The extent of the undercut is not known prior to etching and will vary from device-to-device, making it very difficult to compensate for the undercut in the original design or to know precisely what the actual gate width is after etching. The poor linewidth control reduces the effective length of the channel, thus changing the performance of the P-channel transistor. If the channel length becomes too short, source-to-drain punchthrough can result, destroying the transistor. Consequently, the P-channel transistor is limited to gate widths greater than 1.mu..

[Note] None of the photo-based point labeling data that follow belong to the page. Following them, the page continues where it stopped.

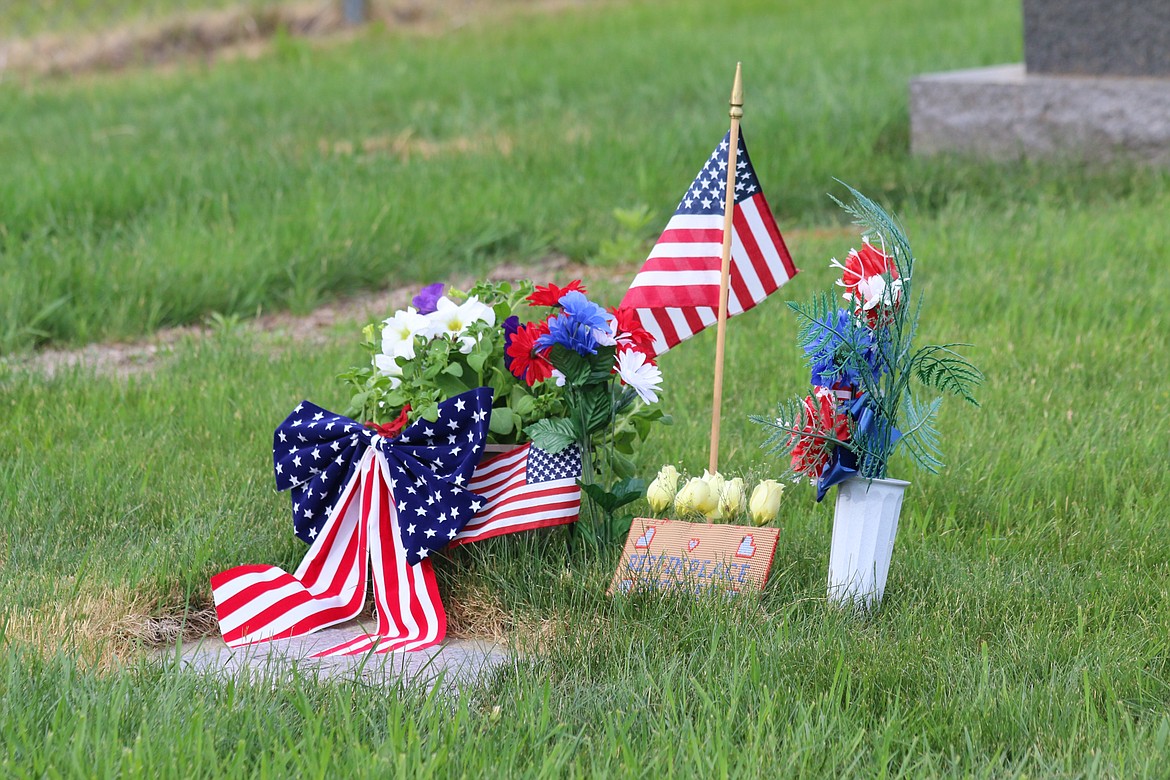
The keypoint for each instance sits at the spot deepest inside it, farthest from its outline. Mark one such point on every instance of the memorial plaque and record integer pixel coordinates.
(694, 557)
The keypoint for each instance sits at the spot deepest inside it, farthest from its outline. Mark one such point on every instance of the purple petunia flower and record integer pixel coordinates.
(427, 298)
(510, 326)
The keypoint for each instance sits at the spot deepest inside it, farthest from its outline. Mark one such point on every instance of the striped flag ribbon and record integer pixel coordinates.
(676, 292)
(390, 504)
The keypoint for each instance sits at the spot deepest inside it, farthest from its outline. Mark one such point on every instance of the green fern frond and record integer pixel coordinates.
(921, 439)
(874, 219)
(938, 366)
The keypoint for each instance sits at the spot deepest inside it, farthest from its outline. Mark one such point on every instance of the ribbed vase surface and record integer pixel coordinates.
(864, 529)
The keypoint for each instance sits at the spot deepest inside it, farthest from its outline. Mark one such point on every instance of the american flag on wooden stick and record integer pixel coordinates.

A common practice to diminish the undercutting problem is to reduce the thickness of the dielectric oxide layer 90 and the first polysilicon layer. This reduces the overetching time, which in turn reduces the amount of undercutting. However, a thin dielectric layer reduces the breakdown voltage between the EEPROM floating gate and its control gate. A thin first polysilicon layer will allow ion implantation penetration in the latch transistor's channel during the source/drain implantations which can increase the leakage current in the device.